Alex didn’t bother to correct MacReady, he just nodded.
“Zelda travels with a valet and a ladies’ maid,” he explained. “They’re brother and sister. I met the valet on the trip down from New York. He had the reddest hair I’ve ever seen.”
“Just like the dead girl at the museum,” MacReady said, rubbing his chin thoughtfully. “Might be a coincidence.”
“When I covered the girl with my coat, I noticed that she smelled faintly of ylang-ylang and vanilla, but only faintly.”
“Like she was around someone who wore that scent on a regular basis.”
Alex nodded as the car slowed to a stop.
“Top floor, gentlemen,” the elevator operator said, his voice still trembling.
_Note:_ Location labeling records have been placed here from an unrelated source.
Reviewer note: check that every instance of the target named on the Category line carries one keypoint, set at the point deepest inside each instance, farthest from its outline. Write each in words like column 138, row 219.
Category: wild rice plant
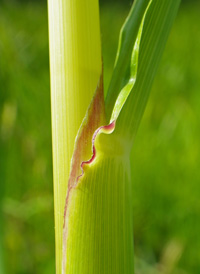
column 93, row 135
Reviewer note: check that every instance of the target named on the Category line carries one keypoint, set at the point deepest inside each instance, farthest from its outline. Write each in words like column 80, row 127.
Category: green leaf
column 98, row 227
column 157, row 25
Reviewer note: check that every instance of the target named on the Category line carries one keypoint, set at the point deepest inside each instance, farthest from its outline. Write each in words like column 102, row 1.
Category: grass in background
column 166, row 157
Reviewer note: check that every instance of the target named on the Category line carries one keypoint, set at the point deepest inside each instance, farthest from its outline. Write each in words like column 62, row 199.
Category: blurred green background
column 165, row 157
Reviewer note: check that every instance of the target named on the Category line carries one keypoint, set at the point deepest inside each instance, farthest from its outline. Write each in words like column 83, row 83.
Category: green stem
column 100, row 229
column 75, row 63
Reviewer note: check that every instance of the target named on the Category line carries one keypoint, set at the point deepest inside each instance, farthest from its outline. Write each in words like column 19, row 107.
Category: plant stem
column 100, row 228
column 75, row 65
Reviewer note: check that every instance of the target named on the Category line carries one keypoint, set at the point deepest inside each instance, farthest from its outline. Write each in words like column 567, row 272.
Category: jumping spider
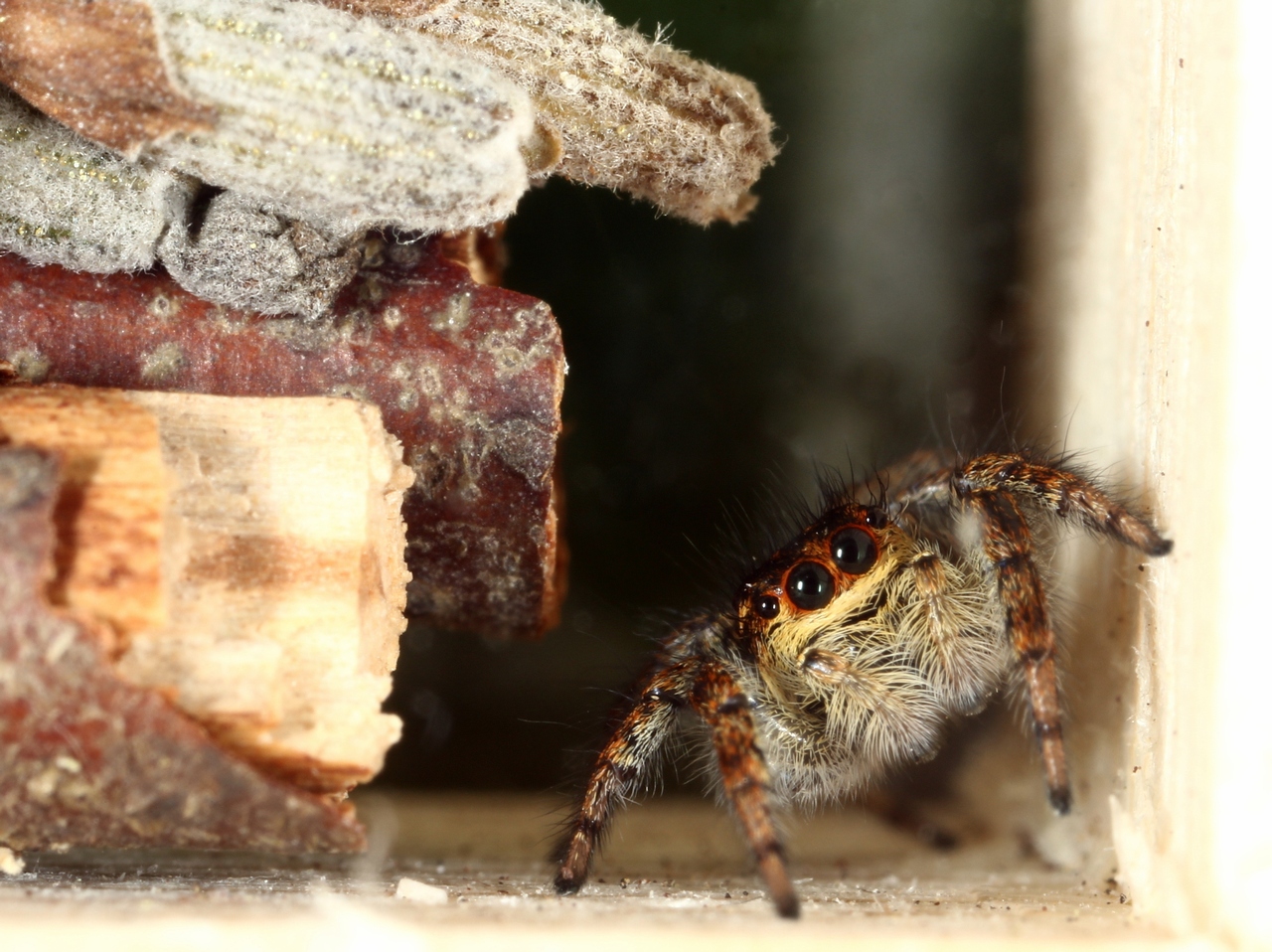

“Get back down to the main floor and stay there,” MacReady said as Alex pulled the cage open.
Alex led the way toward Zelda’s suite. As he went, he grabbed the charge handle on his Browning A5 shotgun and pulled it back, loading a shell into the firing chamber.
“How do you want to play this?” MacReady asked, chambering his shotgun as well.
“Let me knock and see if she answers,” he said. “The wolf man was wounded pretty good, we might have beat him here.”
A high-pitched scream erupted from the end of the hall followed by an animal snarl.
“We didn’t,” MacReady yelled as both men broke into a run.
Transferring his shotgun to his left hand, Alex jammed his right into his trouser pocket. Looping his fingers through his knuckle duster, he pressed his thumb down on the rune carved on the top end.
“Stand away,” MacReady said as they reached the door, no
doubt intending to blow the lock off with his shotgun.
But Alex didn’t hesitate; he lashed out at the metal plate covering the lock mechanism, releasing his thumb as the steel knuckle duster made contact. All the remaining impact runes went off at once in a blow that shattered the lock and blew the door wide open.
In the room beyond, Zelda Pritchard stood behind a decorative couch, dressed in a pair of silk pajamas. She had what looked like a hatbox clutched to her chest and she didn’t turn to see what had happened to her front door. Her eyes were fixed on the ragged and bloody wolf man limping toward her from a side room.
The creature’s yellow eyes darted to the ruined door, then it snarled and lunged forward. Alex opened his hand, letting the knuckle duster fall to the floor as Lieutenant MacReady raised his weapon and fired. The blast caught the wolf man in the chest, and he flinched. Clearly the shot hurt him, but not enough to stop him. The creature crouched, ready to spring over the couch at Zelda.
Alex raised his own weapon. It was the same model Browning that Lieutenant MacReady carried, but it had something the police issue shotgun couldn’t match. All along the side of the stock, Alex had painstakingly carved runes. Three were for accuracy if long shots were required. Three would force the pellets apart as they exited the barrel, providing for a more devastating spread, and the final three increased the mass of the pellets, giving them far greater penetrating power.
As the wolf creature leaped, spreading its clawed hands to rend Zelda apart, Alex leveled his weapon, touched a mass rune with the tip of his finger, and fired. The pellets slammed into the creature’s side and it howled in agony, missing Zelda as she darted away, and landing heavily on an expensive Persian carpet.
“Alex,” Zelda shrieked, noticing him for the first time. She charged at him and threw her arms around him, burying her face in his shoulder as she sobbed hysterically. “It came back!”
“Get behind me,” he ordered, shoving her back as he tried to keep his weapon trained on the wolf man. It was down and not moving, but Alex could see its chest rising and falling, so it wasn’t dead.